Long ago, our big yellow dog and I took our morning walk. Such journeys started the day right and occasionally offered strange sights. I’ve mentioned a few in past columns. That trek beat the heck out of every sight I experienced on that two-mile sandy Trego County road.
We’d observed the usual that morning—a killdeer racing ahead, a sparrow hawk proclaiming territorial rights, cows trying to figure out why that yellow dog kept bouncing straight up and down as a mouse ran under his paws, and a ribbon of robin egg blue horizon line looping above lush pastures and ripening wheat.
Then we crossed the section line into what I consider “wilderness.” The only reason humans drive here is to go elsewhere. No one lives on this road.
Once, I spotted a bobcat leaping above big blue stem and brome grasses waving in Walk-in-Hunting. On damp mornings, I often spotted doe and fawn prints crossing from WIHA to Big Creek. Occasionally, I spied a snake’s tracks wriggling from one grassy ditch to the other before a redtail dove for dinner.
Surprises in the “wilderness” kept me walking that direction often. One particular morning offered an amazing “stop and stash this in the memory bank” moment.
Our dog analyzed the scent of everything that occurred since he last sniffed the area. I trailed after, admiring early morning pastels, cool air rippling across skin, gravel rolling underfoot, while repeatedly sweeping eyes close--then far. Suddenly I thought I’d ended up at the intergalactic space bar mentioned earlier. Two semi-gloss black bugs rolled a shooter-sized ball of brown stuff from the north side of the road to the south.
My first thought was “dung beetle,” though dung beetles I watched on the Discovery Channel grew considerably larger than these.
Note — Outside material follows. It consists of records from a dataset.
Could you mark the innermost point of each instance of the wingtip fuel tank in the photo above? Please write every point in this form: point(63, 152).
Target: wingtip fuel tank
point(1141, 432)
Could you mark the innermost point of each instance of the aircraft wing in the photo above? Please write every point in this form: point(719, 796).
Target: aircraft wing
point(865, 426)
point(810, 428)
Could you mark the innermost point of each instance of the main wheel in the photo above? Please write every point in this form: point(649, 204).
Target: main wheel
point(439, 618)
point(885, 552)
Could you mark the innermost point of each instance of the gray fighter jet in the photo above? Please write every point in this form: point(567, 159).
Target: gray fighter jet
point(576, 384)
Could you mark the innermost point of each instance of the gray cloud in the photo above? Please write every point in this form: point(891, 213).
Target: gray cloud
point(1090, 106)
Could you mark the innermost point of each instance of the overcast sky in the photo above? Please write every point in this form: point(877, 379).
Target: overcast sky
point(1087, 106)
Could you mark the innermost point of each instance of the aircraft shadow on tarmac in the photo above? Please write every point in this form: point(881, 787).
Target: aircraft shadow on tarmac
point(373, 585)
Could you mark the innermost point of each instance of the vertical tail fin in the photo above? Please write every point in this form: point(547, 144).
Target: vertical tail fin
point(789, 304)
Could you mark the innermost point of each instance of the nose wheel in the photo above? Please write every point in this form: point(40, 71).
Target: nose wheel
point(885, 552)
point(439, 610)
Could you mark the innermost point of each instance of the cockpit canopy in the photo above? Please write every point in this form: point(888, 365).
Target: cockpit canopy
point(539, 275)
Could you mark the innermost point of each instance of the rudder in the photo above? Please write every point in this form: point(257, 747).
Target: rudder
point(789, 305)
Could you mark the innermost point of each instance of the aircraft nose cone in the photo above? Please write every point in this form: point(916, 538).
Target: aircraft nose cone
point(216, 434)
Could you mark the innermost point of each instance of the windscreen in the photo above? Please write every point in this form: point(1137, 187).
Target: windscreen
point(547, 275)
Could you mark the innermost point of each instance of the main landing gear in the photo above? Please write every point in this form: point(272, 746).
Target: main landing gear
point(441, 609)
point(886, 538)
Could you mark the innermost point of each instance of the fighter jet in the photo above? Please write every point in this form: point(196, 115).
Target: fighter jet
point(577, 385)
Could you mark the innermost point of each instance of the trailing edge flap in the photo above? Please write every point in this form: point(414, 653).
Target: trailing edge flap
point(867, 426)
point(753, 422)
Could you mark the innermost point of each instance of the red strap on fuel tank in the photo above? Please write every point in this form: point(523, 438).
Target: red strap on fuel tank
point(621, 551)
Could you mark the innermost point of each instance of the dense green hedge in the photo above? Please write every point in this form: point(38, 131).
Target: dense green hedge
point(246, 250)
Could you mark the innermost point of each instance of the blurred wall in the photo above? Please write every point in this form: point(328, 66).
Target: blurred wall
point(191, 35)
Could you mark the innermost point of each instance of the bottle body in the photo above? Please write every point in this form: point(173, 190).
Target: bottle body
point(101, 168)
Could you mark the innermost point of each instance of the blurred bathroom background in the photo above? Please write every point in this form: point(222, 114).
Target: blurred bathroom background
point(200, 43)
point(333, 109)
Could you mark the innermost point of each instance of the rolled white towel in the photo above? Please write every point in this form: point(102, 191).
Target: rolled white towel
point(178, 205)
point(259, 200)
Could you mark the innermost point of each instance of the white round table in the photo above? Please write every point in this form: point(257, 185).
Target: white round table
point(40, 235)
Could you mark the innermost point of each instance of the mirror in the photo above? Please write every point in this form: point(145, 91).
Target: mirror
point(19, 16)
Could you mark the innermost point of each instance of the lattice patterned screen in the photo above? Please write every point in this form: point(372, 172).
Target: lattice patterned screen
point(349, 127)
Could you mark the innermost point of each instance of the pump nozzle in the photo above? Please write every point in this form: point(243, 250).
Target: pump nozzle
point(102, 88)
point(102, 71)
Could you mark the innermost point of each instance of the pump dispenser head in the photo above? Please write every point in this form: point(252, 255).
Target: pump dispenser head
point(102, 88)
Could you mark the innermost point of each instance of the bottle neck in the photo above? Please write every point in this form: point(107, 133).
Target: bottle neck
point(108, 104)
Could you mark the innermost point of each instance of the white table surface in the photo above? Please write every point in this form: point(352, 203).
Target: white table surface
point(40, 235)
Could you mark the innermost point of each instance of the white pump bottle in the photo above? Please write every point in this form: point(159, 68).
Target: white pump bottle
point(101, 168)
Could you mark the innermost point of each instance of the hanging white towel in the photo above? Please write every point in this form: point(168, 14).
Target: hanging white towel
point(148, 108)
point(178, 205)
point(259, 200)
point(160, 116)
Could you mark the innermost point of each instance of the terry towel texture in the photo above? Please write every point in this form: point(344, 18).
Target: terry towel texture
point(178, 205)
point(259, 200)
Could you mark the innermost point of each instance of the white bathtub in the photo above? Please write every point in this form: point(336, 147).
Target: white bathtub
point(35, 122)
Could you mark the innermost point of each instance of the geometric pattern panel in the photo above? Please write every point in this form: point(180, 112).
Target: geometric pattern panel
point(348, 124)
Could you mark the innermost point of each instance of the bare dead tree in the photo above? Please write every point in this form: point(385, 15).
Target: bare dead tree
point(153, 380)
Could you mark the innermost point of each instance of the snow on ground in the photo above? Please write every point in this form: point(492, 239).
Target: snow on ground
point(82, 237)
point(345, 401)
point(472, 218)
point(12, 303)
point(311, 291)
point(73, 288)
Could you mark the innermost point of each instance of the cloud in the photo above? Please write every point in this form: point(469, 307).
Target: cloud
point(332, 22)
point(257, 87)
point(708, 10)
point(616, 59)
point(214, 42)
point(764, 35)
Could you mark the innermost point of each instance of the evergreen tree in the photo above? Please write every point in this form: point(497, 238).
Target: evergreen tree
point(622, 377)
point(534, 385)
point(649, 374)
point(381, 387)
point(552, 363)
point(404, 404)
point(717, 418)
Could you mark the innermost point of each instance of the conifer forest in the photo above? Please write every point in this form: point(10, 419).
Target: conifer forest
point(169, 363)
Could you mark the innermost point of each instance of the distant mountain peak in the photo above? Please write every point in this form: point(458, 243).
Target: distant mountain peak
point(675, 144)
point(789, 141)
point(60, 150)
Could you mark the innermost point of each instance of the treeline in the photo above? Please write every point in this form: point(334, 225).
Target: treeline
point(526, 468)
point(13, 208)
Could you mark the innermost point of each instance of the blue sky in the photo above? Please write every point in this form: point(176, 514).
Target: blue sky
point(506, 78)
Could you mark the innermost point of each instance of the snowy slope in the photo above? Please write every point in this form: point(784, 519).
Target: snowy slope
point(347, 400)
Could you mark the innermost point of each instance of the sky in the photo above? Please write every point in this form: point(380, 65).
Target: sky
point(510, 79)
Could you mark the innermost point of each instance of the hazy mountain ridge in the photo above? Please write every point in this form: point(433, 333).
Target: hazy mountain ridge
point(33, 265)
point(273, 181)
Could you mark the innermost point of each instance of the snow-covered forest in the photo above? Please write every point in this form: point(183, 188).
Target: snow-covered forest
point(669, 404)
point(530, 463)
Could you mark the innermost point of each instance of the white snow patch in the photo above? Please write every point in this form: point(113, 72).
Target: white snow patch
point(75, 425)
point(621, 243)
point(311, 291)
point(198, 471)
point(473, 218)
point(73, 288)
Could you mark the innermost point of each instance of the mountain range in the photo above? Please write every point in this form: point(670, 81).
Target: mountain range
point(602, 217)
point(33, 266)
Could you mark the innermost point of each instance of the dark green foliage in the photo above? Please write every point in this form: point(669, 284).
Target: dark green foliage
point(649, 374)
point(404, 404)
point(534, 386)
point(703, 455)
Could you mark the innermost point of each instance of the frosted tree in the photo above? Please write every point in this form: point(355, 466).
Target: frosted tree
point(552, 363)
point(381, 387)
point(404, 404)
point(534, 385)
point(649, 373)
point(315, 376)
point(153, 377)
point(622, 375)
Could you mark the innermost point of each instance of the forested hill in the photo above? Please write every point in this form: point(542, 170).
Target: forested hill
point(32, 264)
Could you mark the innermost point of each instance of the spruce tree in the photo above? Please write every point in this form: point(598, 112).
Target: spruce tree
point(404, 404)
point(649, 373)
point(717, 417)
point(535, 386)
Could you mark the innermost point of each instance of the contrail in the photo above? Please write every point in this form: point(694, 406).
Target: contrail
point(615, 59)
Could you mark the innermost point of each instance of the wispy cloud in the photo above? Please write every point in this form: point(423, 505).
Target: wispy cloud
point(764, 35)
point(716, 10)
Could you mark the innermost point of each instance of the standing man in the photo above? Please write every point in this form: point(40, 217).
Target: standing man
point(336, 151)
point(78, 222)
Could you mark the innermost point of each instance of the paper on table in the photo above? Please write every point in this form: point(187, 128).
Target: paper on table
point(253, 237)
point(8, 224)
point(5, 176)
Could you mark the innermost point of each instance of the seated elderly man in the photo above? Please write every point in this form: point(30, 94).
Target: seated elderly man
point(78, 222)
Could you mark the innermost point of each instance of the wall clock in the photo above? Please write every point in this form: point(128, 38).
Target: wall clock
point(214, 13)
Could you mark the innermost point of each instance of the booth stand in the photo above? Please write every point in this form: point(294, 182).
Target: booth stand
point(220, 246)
Recalling I’d watched African dung beetles deal with elephant-sized poo hadn’t occurred yet.
I search for the nearest pile of …. It lay distant in terms of the size and stride of these two beetles. Could it be? Could they have marched short insect legs into that pasture, collected, and formed a rollable ball of cow dung several hundred feet to the south? Obviously, I had to study such diligence. One stood atop the ball like a lumberman rolling logs down river. The other rose on hind legs, using its uppers to lever the ball forward.
Once home, I searched the Internet. Sure enough, dung beetles live in Kansas. In fact, they live everywhere except the Antarctic. If we didn’t have them, we’d be up to our eyeballs in…. Several varieties of these necessary but unappreciated creatures exist, and I spied “rollers.”
Ancient Egyptians deified them. That may have carried things too far until you consider one source’s claim they keep “the land livable by reducing flies, foul odors, and the ruination of pastureland.” Another noted more efficient use of beetles “could save farmers $2 billion a year by restoring grazing
land.” One beetle-rich farmer stated, “Once the cattle have vacated the paddock, within 48 hours, there is no manure left.”
Maybe odiferous livestock operations need to add more dung beetles to keep up with the stuff causing offensive odors to waft through windows. These beetles are good guys with whom to share life’s journey. I hope I see some again.